2008 is fast proving itself as one of the great Champagne vintages of recent decades. Moët’s 2008 offers the vintage’s hallmark appeal at an affordable price. Citrus and honeysuckle notes along with freshly baked pastries on the nose. Invitingly fresh, it is beginning to show graceful evolution. The palate leads into creamy notes of brioche, toasted nuts and honey, with touches of smoky minerality. It possesses both powerful fruit and scintillating acidity.
40% Chardonnay, 37% Pinot Noir, 23% Pinot Meunier from this famed vintage. Pretty steady tiny bead. Mildly toasty nose - some evolution evident. It is eight years old after all. Rather opulent nose follows through to a relatively rich palate and dense impact. Drink 2016-2020
Slightly reductive and gently toasty with more citrus fruits here and a tighter, more compressed and acid-fuelled palate. This has a very succulent, pulpy, bracing and crisp feel complemented by a super-refreshing finish. A great vintage for Moët. Drink now through to 2020+. A blend of 40% chardonnay, 37% pinot noir and 23% pinot meunier; the chardonnay definitely has a very assertive role here.

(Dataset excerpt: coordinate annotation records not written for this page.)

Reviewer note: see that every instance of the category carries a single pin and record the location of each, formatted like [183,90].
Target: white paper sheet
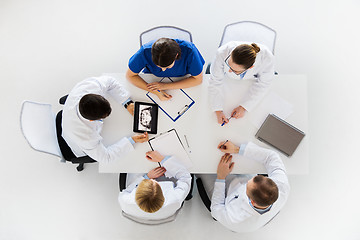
[176,104]
[168,144]
[271,104]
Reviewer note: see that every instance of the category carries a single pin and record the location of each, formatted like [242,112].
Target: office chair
[37,122]
[164,31]
[64,147]
[122,186]
[248,31]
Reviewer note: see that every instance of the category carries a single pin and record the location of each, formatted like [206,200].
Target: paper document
[177,105]
[271,104]
[169,144]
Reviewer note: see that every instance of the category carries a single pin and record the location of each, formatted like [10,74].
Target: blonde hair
[149,196]
[245,54]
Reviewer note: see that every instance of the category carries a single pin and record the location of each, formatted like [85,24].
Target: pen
[229,118]
[222,145]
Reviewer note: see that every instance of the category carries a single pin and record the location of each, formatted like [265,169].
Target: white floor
[48,46]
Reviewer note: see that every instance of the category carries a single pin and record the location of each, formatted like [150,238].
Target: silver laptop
[280,134]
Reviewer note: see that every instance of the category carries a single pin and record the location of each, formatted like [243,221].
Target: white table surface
[203,132]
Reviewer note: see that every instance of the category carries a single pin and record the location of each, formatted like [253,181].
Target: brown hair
[94,107]
[245,54]
[265,191]
[165,51]
[149,196]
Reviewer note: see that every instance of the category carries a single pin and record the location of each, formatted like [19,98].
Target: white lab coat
[263,68]
[82,135]
[234,211]
[174,195]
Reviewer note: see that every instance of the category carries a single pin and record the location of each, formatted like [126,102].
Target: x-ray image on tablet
[145,117]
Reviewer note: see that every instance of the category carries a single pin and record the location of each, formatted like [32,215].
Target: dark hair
[245,54]
[164,50]
[265,191]
[94,107]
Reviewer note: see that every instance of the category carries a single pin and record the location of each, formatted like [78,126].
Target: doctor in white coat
[244,203]
[83,114]
[240,60]
[152,198]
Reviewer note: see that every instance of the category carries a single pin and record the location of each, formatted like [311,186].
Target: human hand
[228,147]
[156,172]
[154,156]
[238,112]
[221,117]
[130,108]
[163,96]
[141,138]
[225,166]
[156,86]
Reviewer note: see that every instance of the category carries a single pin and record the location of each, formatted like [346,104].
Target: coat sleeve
[175,169]
[108,154]
[218,208]
[264,79]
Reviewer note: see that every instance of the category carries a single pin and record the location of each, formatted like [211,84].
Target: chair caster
[188,197]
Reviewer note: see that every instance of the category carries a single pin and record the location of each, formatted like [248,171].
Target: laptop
[280,135]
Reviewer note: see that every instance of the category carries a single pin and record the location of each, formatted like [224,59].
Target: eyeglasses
[236,72]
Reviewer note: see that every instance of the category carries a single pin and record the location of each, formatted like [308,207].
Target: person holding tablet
[166,57]
[244,203]
[240,60]
[154,198]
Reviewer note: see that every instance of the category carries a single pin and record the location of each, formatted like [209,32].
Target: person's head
[164,52]
[149,196]
[94,107]
[262,191]
[242,57]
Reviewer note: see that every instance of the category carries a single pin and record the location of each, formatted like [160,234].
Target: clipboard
[175,107]
[169,143]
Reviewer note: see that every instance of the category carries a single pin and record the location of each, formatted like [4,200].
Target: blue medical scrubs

Moët Chandon has been producing the world's most loved champagne since the house was founded in 1743 by Claude Moët (pronounced mow-ETT). The house now owns some 1500 acres and produces over 2 million cases of champagne. It was the first champagne house to list on the stock market and also holds the royal warrant in Britain to supply the Queen. Their best-known label, Dom Pérignon, is so named after the legendary Benedictine monk who is said to be the "father of champagne".

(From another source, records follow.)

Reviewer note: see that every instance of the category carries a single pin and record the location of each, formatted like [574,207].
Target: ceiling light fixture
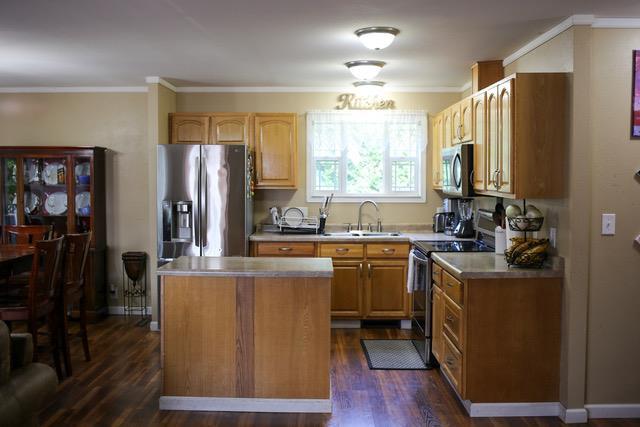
[369,87]
[365,69]
[377,38]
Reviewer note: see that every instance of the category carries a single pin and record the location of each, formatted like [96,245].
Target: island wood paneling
[199,332]
[292,337]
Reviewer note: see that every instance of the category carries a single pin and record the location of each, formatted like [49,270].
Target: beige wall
[405,213]
[613,373]
[116,121]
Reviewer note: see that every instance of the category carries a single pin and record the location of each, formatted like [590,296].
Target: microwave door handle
[196,216]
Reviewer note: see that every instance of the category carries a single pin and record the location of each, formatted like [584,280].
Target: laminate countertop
[248,267]
[488,265]
[408,237]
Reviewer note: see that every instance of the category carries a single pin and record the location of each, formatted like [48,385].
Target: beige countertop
[248,267]
[488,265]
[408,237]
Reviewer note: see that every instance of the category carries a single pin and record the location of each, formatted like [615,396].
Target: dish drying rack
[299,225]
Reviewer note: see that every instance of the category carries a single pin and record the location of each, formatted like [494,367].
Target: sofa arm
[21,350]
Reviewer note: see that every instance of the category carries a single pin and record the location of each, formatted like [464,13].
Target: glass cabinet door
[9,196]
[45,192]
[82,177]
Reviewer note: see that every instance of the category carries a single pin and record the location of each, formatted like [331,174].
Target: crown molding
[160,81]
[75,89]
[306,89]
[590,20]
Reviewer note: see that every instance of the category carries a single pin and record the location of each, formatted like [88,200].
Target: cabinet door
[505,137]
[456,124]
[190,129]
[387,289]
[436,152]
[492,139]
[276,142]
[479,142]
[231,129]
[467,122]
[447,135]
[346,289]
[437,342]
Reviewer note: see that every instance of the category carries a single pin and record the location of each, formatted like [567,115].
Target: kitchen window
[377,155]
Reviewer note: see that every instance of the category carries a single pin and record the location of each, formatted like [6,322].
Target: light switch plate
[608,224]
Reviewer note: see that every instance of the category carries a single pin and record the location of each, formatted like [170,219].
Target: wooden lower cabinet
[346,289]
[369,281]
[498,339]
[386,289]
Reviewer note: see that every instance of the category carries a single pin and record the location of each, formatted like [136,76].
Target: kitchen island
[246,334]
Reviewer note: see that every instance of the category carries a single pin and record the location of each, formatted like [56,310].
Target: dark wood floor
[121,386]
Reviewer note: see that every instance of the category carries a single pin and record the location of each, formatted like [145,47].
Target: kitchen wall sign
[351,101]
[635,96]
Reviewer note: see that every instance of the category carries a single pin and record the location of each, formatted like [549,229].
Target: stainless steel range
[420,276]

Champagne, the world's greatest sparkling wine, needs little introduction - with imitations produced in virtually every country capable of growing grapes, including such unlikely candidates as India and China. The Champagne region, to the north of Paris, has the most northerly vineyards in France, with vines grown on slopes with a southerly exposure to maximise sunlight. The soil is chalky, providing an excellent balance of drainage and water retention. The key to the wine is in the cellar - the bubbles result from a second fermentation in the bottle and the rich toasty flavours in great Champagne come from extended bottle ageing on the yeasty lees. Until the eighteenth century, the wines produced in the Champagne area were light acidic white wines, with no hint of sparkle. However glass and closure technology developed at that time and it was not long before Dom Perignon, a Benedictine monk at the Abbey of Hautvilliers, started experimenting with blends and produced the first recognisable champagne. In a world accustomed to still wines, the advent of champagne was almost a flop. It was saved when it became fashionable at the French court as a result of Louis XV's mistress Madame de Pompadour commenting "Champagne isthe only wine that lets a woman remain beautiful after she has drunk it." And the rest is history, with famous (or infamous) champagne lovers including Casanova, Dumas, Wagner, Winston Churchill, James Bond and Coco Chanel.